The `train_df` dataframe which contains the embeddings is composed of 1024 columns and 142246 entries. We can see all 1024 dimensions(results will be truncated since column length is too long)  of our dataset by printing out the first 5 entries using the following code:

In [None]:
train_df.head()

# Prepare the dataset

Reference: https://www.kaggle.com/code/alexandervc/baseline-multilabel-to-multitarget-binary

First we will extract all the needed labels(`GO term ID`) from `train_terms.tsv` file. There are more than 40,000 labels. In order to simplify our model, we will choose the most frequent 1500 `GO term ID`s as labels.

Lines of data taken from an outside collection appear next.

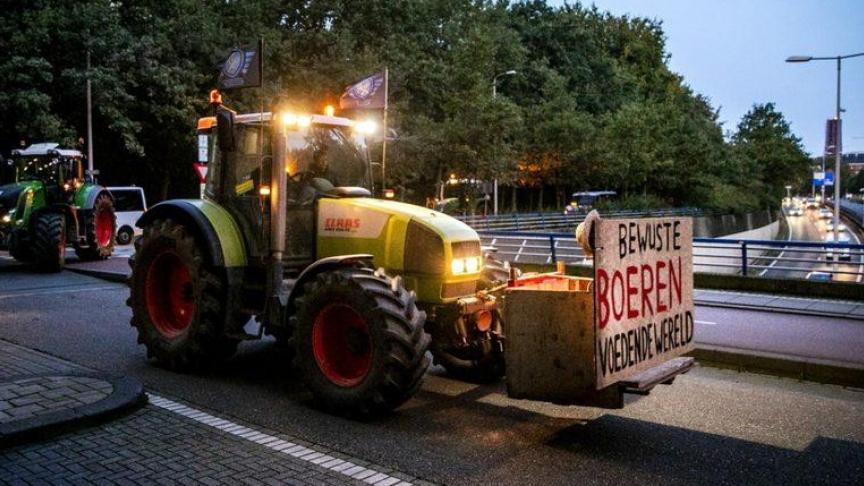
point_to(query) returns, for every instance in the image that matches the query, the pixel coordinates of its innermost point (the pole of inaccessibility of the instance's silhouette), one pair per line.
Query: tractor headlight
(460, 266)
(457, 266)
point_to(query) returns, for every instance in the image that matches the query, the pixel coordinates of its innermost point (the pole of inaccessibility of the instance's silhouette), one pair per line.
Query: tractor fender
(325, 265)
(212, 223)
(63, 209)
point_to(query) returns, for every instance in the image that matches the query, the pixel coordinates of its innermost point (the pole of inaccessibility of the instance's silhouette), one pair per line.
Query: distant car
(129, 204)
(820, 276)
(842, 253)
(829, 226)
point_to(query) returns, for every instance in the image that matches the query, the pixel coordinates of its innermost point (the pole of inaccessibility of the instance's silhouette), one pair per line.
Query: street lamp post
(509, 72)
(838, 149)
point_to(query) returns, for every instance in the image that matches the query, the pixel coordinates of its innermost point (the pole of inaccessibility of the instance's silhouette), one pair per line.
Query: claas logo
(341, 224)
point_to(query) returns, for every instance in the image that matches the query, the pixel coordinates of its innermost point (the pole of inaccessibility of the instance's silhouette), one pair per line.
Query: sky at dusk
(733, 52)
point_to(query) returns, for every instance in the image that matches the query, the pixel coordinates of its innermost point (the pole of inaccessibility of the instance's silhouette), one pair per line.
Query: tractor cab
(59, 170)
(324, 157)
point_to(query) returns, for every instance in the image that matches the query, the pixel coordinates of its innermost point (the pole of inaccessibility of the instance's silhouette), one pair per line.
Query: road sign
(203, 145)
(201, 170)
(818, 178)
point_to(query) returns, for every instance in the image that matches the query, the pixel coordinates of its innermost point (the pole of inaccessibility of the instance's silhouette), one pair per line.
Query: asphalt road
(810, 228)
(710, 426)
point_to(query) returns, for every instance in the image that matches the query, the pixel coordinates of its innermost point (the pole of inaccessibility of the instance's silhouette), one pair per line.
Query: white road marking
(297, 451)
(62, 291)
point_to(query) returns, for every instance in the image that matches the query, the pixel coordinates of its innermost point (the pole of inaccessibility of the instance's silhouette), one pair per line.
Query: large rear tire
(178, 301)
(100, 225)
(49, 242)
(20, 247)
(360, 342)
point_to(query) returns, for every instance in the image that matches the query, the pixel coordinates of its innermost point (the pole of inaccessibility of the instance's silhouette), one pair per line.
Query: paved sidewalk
(164, 442)
(847, 309)
(40, 394)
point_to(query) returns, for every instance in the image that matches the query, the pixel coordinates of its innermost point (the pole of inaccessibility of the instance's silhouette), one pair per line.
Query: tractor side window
(127, 201)
(250, 169)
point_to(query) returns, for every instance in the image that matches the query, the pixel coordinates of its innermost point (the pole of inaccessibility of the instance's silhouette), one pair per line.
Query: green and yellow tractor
(50, 204)
(287, 232)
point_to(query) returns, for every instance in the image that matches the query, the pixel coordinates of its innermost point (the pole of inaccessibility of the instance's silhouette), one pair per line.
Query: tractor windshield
(330, 153)
(49, 169)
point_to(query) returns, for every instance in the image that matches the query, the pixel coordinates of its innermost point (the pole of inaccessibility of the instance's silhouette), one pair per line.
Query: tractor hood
(10, 193)
(445, 226)
(417, 243)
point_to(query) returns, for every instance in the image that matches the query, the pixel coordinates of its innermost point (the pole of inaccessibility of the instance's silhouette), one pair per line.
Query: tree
(769, 154)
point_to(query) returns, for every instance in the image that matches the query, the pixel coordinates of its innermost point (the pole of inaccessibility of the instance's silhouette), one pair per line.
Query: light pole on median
(838, 149)
(495, 94)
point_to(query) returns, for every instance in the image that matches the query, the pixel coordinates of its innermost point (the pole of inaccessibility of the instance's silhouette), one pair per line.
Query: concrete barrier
(706, 260)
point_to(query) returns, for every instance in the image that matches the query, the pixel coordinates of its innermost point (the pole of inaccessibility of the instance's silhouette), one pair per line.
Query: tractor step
(243, 336)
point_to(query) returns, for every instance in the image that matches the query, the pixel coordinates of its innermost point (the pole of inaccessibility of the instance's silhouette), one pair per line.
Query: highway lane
(807, 336)
(810, 227)
(711, 426)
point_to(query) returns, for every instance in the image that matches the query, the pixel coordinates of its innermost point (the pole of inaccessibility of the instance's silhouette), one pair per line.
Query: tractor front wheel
(49, 242)
(99, 225)
(178, 302)
(360, 342)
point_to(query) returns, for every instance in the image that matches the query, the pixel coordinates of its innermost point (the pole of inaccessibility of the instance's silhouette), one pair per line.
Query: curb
(104, 275)
(779, 310)
(808, 369)
(128, 394)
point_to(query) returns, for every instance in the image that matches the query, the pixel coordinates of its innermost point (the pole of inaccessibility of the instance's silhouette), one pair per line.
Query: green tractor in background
(359, 288)
(50, 204)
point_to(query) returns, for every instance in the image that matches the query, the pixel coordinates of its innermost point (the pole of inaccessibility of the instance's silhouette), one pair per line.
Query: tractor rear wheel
(178, 301)
(99, 226)
(49, 242)
(360, 342)
(19, 246)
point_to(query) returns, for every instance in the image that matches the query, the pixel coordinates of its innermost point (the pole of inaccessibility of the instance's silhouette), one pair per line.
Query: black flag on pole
(368, 93)
(242, 69)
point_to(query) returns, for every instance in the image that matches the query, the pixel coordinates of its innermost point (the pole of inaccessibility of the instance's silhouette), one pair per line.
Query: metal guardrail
(853, 210)
(551, 221)
(756, 258)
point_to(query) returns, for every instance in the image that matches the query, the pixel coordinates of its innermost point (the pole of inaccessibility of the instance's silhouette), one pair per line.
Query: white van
(129, 204)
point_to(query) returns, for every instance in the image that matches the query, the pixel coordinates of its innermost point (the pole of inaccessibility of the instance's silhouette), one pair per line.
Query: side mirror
(225, 129)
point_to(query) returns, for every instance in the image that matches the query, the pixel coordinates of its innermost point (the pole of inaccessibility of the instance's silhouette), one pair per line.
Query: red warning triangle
(201, 169)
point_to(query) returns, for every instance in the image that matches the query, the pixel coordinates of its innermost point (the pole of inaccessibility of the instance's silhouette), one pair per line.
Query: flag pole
(261, 99)
(384, 142)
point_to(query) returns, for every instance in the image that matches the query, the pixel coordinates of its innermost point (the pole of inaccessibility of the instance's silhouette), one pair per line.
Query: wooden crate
(550, 343)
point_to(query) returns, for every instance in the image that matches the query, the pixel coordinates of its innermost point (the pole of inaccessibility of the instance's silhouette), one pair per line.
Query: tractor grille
(462, 249)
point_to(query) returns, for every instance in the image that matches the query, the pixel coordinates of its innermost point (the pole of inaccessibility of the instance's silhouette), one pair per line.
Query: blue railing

Let's plot the most frequent 100 `GO Term ID`s in `train_terms.tsv`.

In [None]:
# Select first 100 values for plotting.
plot_df = train_terms['term'].value_counts().iloc[:100]

figure, axis = plt.subplots(1, 1, figsize=(12, 6))

bp = sns.barplot(ax=axis, x=np.array(plot_df.index), y=plot_df.values)
bp.set_xticklabels(bp.get_xticklabels(), rotation=90, size = 6)
axis.set_title('Top 100 frequent GO term IDs')
bp.set_xlabel('GO term IDs', fontsize = 12)
bp.set_ylabel('Count', fontsize = 12)
plt.show()

We will now save the first 1500 most frequent GO term Ids into a list.

In [None]:
# Set the limit for label.
num_of_labels = 1500

# Take value counts in descending order
# and fetch first 1500 `GO term ID` as labels
labels = train_terms['term'].value_counts().index[:num_of_labels].tolist()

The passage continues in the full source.